The Affordable Care Act also precludes charging more in premiums to those with chronic medical conditions, like diabetes or epilepsy. Additionally, the Affordable Care Act prohibits health insurance companies from putting a cap on yearly or lifetime insurance benefits. Prior to the adoption of the act, it is estimated that 54 percent of consumer bankruptcies were from health care costs.
But the problem is that these reforms, by themselves, would cause fewer people to purchase health insurance. If people knew that they could get health insurance at the same price when they were sick, they would wait until then to buy it. The pool of those insured would be disproportionately those needing significant medical care.
Health insurance only can work if it includes a large number of healthy individuals. That was the purpose of the individual mandate. It was universally understood that the only way to implement these health insurance reforms was to make sure that everyone was part of the health insurance system.
This was clear from the outset and the individual mandate was the target of the objections to the Affordable Care Act and challenged by those who opposed Obamacare. In 2012, the United States Supreme Court, in a 5-4 decision, upheld the constitutionality of the individual mandate as a valid exercise of congressional power. The four dissenting justices would have declared the mandate unconstitutional and said that would have made the entire act unconstitutional because it never could have been enacted without the individual mandate.
By any measure, the Affordable Care Act has been a huge success. More than 20 million more Americans have health insurance coverage because of it. Health care costs began to be controlled. The act stimulated the development of insurance exchanges that provided affordable coverage for many Americans.
But Republicans have continually opposed Obamacare and sought its repeal. Earlier this year, they failed to do so. Now, under the stealth of a complex tax reform bill, they have included the poison pill that will kill the act: the repeal of the individual mandate. There is no way to continue the other reforms of health insurance – such as the prohibition of denials for preexisting conditions, the restriction on greater charges for those with chronic health conditions, the elimination of caps on yearly and lifetime benefits – without it.
The bottom line is that millions will lose their health care coverage or pay much more for it.
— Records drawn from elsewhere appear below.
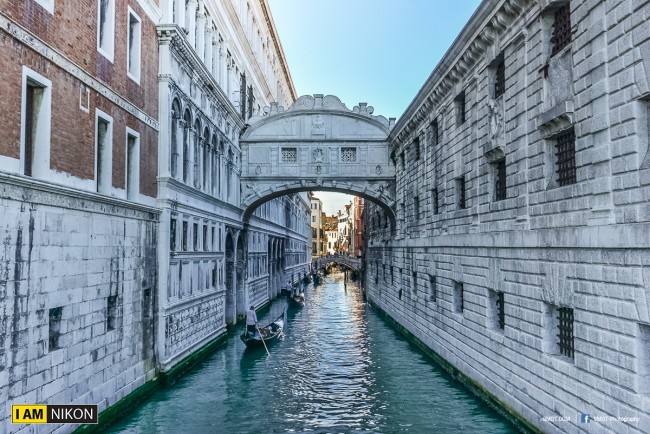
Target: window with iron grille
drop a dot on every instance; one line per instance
(501, 310)
(242, 95)
(561, 36)
(172, 234)
(459, 297)
(460, 192)
(55, 327)
(460, 107)
(434, 201)
(434, 138)
(433, 293)
(500, 79)
(416, 208)
(565, 336)
(349, 155)
(251, 101)
(500, 179)
(184, 236)
(566, 158)
(289, 155)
The Congressional Budget Office, a non-partisan research office in Congress, estimated that repealing the individual mandate will cause 13 million people to lose their health insurance.
Moreover, the CBO has estimated that the departure of healthy enrollees from the individual market spurred by repeal of the individual mandate will increase health insurance premiums by about 10 percent.
When the repeal of Obamacare was openly debated, Republicans would not do it. Now they are succeeding and millions of Americans will suffer. What a terrible holiday gift the Republicans are giving the American people.